Khazaen Economic City is another major greenfield undertaking. Located near Barka in the Al Batinah North Governorate, about 60 km north of Muscat, the 51m-sq-metre site is envisioned to host industrial, commercial and residential zones, as well as the sultanate’s first dry port for land freight movement. Khazean is a subsidiary of Asyad Group, the holding company for the state’s investments in transport and logistics infrastructure. In March 2018 a joint venture between Oman Investment Corporation and Saudi Arabian engineering contractor Mohammed Ali Al Swailem Group was named the city’s master developer, while a memorandum of understanding was signed in July 2018 with another Asyad Group subsidiary, Marafi, to develop and operate the dry port.
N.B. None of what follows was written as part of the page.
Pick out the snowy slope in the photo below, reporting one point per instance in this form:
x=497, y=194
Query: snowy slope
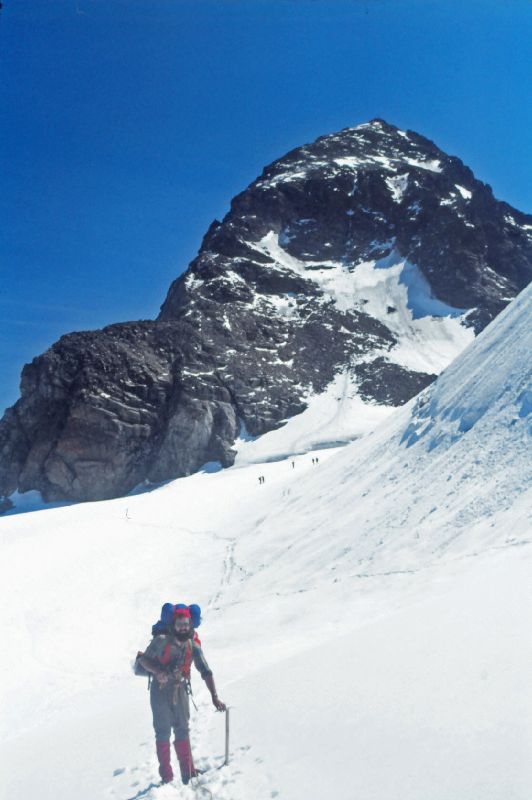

Infrastructure development under the project’s first phase will run for the 20 years to 2038 and is forecast to require an investment of approximately OR300m ($779.1m).

Tourism Developments

In the tourism sphere, strong interest from expatriates in purchasing property within integrated tourism complexes (ITCs) is ensuring that the market for newly developed ITCs continues to grow. To meet this demand, in August 2017 the government announced that it planned to invest OR4bn ($10.4bn) in building 5000 new housing units across five ITCs. Additionally, the Oman Tourism Development Company (Omran), established in 2005, is working on two large mixed-use developments in Muscat: the Madinat Al Irfan and the Mina Sultan Qaboos Waterfront. Madinat Al Irfan is a new district being built on a 624-ha site near Muscat International Airport. The eastern part of the area is being developed by Omran and encompasses a multi-use district adjoining the Oman Convention and Exhibition Centre, which opened in October 2016. The district’s western side is under the direction of Dubai-based real estate developer Majid Al Futtaim, following the announcement of an OR5bn ($13bn) joint venture with Omran in June 2018. Set to take approximately 20 years to complete, the first phase is expected to involve infrastructure works for completion by 2023.

The other undertaking planned for the capital is the $1bn Mina Sultan Qaboos Waterfront. This ambitious and extensive project will transform the port area of Muscat’s historic Muttrah district into a tourism-focused, mixed-use space. In June 2017 Omran signed a memorandum of understanding with Dubai’s Damac Properties to develop the master plan, with the state agency expecting initial construction works to give way to full project kick-off in the first quarter of 2019.